Making Sanctuary Cities book cover

Event details

Classroom 2, Elmfield Building, The University of Sheffield, Northumberland Road, Sheffield, S10 2TU

Description

Join us for this book discussion!

Making Sanctuary Cities: Migration, Citizenship and Urban Governance in Sheffield, San Francisco and Toronto

By Rachel Humphris, Queen Mary University of London

From its development in the 1980s, the sanctuary city movement—municipal protection of people with uncertain migration status from national immigration enforcement—has been a powerful and controversial side of progressive migration policy reform.

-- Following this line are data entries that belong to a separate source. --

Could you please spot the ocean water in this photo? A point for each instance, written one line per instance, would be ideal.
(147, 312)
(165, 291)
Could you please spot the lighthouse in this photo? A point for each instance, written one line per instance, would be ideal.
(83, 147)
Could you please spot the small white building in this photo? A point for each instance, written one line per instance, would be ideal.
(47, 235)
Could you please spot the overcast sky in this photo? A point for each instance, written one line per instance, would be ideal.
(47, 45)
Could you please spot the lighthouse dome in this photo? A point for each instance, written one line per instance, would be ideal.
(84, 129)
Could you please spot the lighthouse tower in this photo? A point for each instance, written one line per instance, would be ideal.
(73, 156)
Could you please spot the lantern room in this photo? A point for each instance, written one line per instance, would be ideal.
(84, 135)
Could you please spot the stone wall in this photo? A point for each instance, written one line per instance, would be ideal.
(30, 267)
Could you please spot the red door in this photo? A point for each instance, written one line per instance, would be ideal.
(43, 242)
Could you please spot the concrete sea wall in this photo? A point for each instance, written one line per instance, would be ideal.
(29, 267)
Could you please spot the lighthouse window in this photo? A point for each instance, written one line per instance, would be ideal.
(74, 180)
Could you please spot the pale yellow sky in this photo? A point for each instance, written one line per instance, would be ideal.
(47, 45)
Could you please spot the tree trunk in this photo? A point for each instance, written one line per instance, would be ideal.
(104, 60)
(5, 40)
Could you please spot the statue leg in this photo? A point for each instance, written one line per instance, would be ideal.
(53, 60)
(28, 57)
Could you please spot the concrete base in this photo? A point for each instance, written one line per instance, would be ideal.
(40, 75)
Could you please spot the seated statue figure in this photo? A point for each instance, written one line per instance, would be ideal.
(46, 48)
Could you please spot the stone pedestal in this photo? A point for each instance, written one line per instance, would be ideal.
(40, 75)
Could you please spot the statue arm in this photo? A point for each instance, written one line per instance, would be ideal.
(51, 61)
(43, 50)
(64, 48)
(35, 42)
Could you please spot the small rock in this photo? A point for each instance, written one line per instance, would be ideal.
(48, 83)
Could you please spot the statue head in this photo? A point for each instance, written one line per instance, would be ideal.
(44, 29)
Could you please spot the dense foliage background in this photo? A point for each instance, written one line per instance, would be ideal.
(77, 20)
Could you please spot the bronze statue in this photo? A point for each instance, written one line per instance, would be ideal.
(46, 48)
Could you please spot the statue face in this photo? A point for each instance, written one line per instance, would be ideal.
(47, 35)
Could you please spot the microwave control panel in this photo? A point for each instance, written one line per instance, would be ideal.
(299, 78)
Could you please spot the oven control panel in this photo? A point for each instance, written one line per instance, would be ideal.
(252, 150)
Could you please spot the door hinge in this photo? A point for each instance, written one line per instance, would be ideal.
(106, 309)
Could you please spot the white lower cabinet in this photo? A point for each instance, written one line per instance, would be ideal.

While some pro-migrant activists view sanctuary city policy as the most important aspect of their work, others see it as actively impairing efforts in the fight for migrant rights. In Making Sanctuary Cities, Rachel Humphris provides a new understanding of how citizenship is negotiated and contested in sanctuary cities and what political potentials are opened (and closed) by this designation.

Through long-term fieldwork across the sanctuary cities of San Francisco, Sheffield, and Toronto—three of the first municipalities to adopt this designation in their respective countries—Humphris investigates the complexity of sanctuary city policy. By capturing the wide-ranging meanings and practices of sanctuary in comparative context, Humphris uncovers how liberal citizenship is undermined by the very thing that makes it worth investing in: the promise of equality. Attending to the tensions inherent in sanctuary policy, this book opens vital questions about the ways governing systems can extinguish political ideals, and how communities choose to live and organize to fight for a better world.

Speaker Biography:

Rachel Humphris is a Senior Lecturer and Co-Director of the Centre for the Study of Migration at Queen Mary University of London. Her research and teaching engage with theories and debates in critical migration and border studies, anthropology of the state and critical urbanism. Her published research can be found in Antipode, Geopolitics, Sociology, the Sociological Review, and the Journal of Ethnic and Migration Studies, among others. Her first monograph, Home-land: Romanian Roma, domestic spaces and the state is published with the University of Bristol and won the British Sociological Association Philip Abrams Memorial Runner-Up Prize in 2020. Her second monograph, Making Sanctuary Cities: Migration, Citizenship and Urban Governance is published with Stanford University Press.